The fire extinguishing system protecting the data processing centre, originally chosen so as not to damage the electronic components, was an argon-type inert gas system. At the moment of activation, the gas quickly released through special nozzles, coming out at high pressure and producing a very loud sound. The vibrations produced by this sound damaged the hard disks, some irreparably, rendering the data centre unusable for several hours. ING's customers were unable to carry out banking transactions for the entire day until the damage was repaired the following day, causing enormous damage to the bank. As surprising as it may seem, it is not the first time this has happened.

In fact, there are researchers at IBM and SIEMENS who are investigating the damage created by the sound generated when compressed gas is released and the damage it can cause. The problem is the extreme sensitivity of magnetic hard drives, which are present in their thousands in a data centre. Modern hard disks are particularly sensitive because the increased density of data has reduced the available space, as two IBM specialists explained in the DataCenterJournal [see original article published on Motherboard].
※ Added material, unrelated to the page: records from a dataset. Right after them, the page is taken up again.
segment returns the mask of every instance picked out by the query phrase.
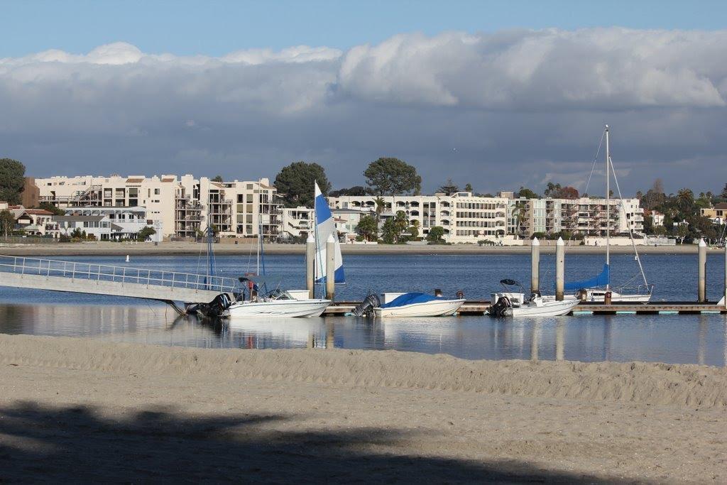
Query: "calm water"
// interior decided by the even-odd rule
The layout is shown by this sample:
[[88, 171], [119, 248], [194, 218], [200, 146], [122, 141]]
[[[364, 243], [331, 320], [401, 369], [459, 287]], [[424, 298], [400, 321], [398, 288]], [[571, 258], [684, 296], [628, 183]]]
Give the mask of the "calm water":
[[[196, 257], [66, 258], [130, 267], [204, 272], [206, 260]], [[696, 255], [642, 257], [654, 300], [694, 301], [696, 292]], [[603, 258], [566, 256], [566, 276], [595, 274]], [[237, 276], [252, 270], [254, 258], [220, 257], [219, 273]], [[269, 275], [286, 288], [302, 288], [302, 256], [271, 256]], [[458, 290], [469, 299], [488, 299], [505, 277], [529, 281], [528, 255], [349, 256], [348, 284], [337, 297], [360, 300], [369, 289]], [[552, 288], [553, 256], [541, 260], [541, 284]], [[637, 276], [632, 256], [612, 258], [614, 283]], [[0, 274], [1, 277], [1, 274]], [[721, 297], [724, 259], [707, 261], [708, 297]], [[527, 285], [526, 285], [527, 286]], [[244, 321], [201, 321], [177, 317], [162, 304], [126, 298], [87, 296], [0, 287], [0, 332], [84, 336], [113, 341], [205, 348], [292, 348], [396, 349], [446, 353], [466, 358], [566, 358], [579, 361], [656, 361], [724, 366], [727, 361], [727, 316], [580, 316], [529, 320], [494, 320], [486, 316], [370, 321], [331, 317]]]

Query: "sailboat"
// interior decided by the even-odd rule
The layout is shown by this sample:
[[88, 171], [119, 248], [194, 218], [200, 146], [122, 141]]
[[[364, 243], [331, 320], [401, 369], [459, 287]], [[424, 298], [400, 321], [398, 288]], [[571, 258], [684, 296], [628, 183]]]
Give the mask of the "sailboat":
[[[316, 265], [320, 268], [318, 274], [326, 274], [326, 241], [332, 235], [337, 241], [337, 233], [335, 223], [328, 207], [326, 198], [321, 193], [318, 184], [315, 188], [315, 213], [316, 213]], [[225, 315], [230, 318], [255, 318], [255, 317], [311, 317], [321, 316], [326, 308], [331, 305], [331, 300], [324, 298], [301, 298], [297, 296], [300, 292], [289, 292], [279, 288], [260, 295], [258, 283], [265, 281], [265, 259], [262, 252], [262, 231], [258, 231], [257, 245], [257, 274], [260, 274], [260, 261], [262, 261], [262, 278], [259, 276], [246, 276], [240, 278], [246, 283], [249, 289], [249, 299], [243, 297], [230, 305]], [[319, 244], [319, 241], [323, 241]], [[336, 282], [343, 282], [343, 261], [341, 257], [341, 249], [336, 245]], [[317, 280], [325, 283], [325, 276]], [[264, 286], [267, 288], [267, 286]], [[307, 292], [306, 292], [307, 293]]]
[[[627, 218], [627, 226], [629, 230], [629, 237], [631, 239], [631, 245], [634, 249], [634, 254], [636, 262], [638, 263], [639, 270], [641, 272], [641, 278], [643, 279], [643, 285], [635, 289], [631, 289], [631, 292], [625, 288], [625, 285], [619, 288], [619, 291], [614, 290], [611, 286], [611, 172], [614, 172], [614, 181], [616, 183], [616, 188], [619, 191], [619, 199], [623, 200], [621, 196], [621, 189], [619, 187], [619, 180], [616, 177], [616, 169], [614, 169], [614, 162], [611, 159], [611, 148], [608, 139], [608, 125], [606, 125], [604, 135], [606, 136], [606, 263], [603, 269], [597, 276], [590, 279], [581, 281], [574, 281], [566, 283], [564, 289], [566, 292], [577, 292], [573, 297], [583, 300], [588, 302], [603, 302], [606, 299], [606, 292], [611, 292], [611, 301], [613, 302], [630, 302], [630, 303], [648, 303], [651, 298], [651, 292], [654, 285], [649, 285], [646, 280], [646, 275], [643, 272], [643, 266], [641, 265], [641, 260], [639, 258], [638, 251], [636, 249], [636, 244], [634, 242], [633, 233], [631, 230], [631, 221]], [[594, 164], [595, 164], [594, 161]], [[621, 204], [622, 210], [623, 204]]]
Today the read/write head can only deviate by 26 nanometres before causing a problem, whereas in the past this distance was greater and perhaps this is why the sound issue never arose. This sensitivity makes HHDs more vulnerable to these issues related to high pressure. Despite research carried out by international giants such as Siemens and IBM, no reliable solution has yet been found that can 100% guarantee that the problem will be overcome.
Of course, the fire-suppression market offers alternative solutions that do not have this problem. Excluding water-based systems for obvious reasons of incompatibility with electronic equipment, the non-pressurised potassium salt aerosol system with its dielectric, non-toxic and environmentally friendly characteristics is the ideal choice for fire protection in environments such as data centres.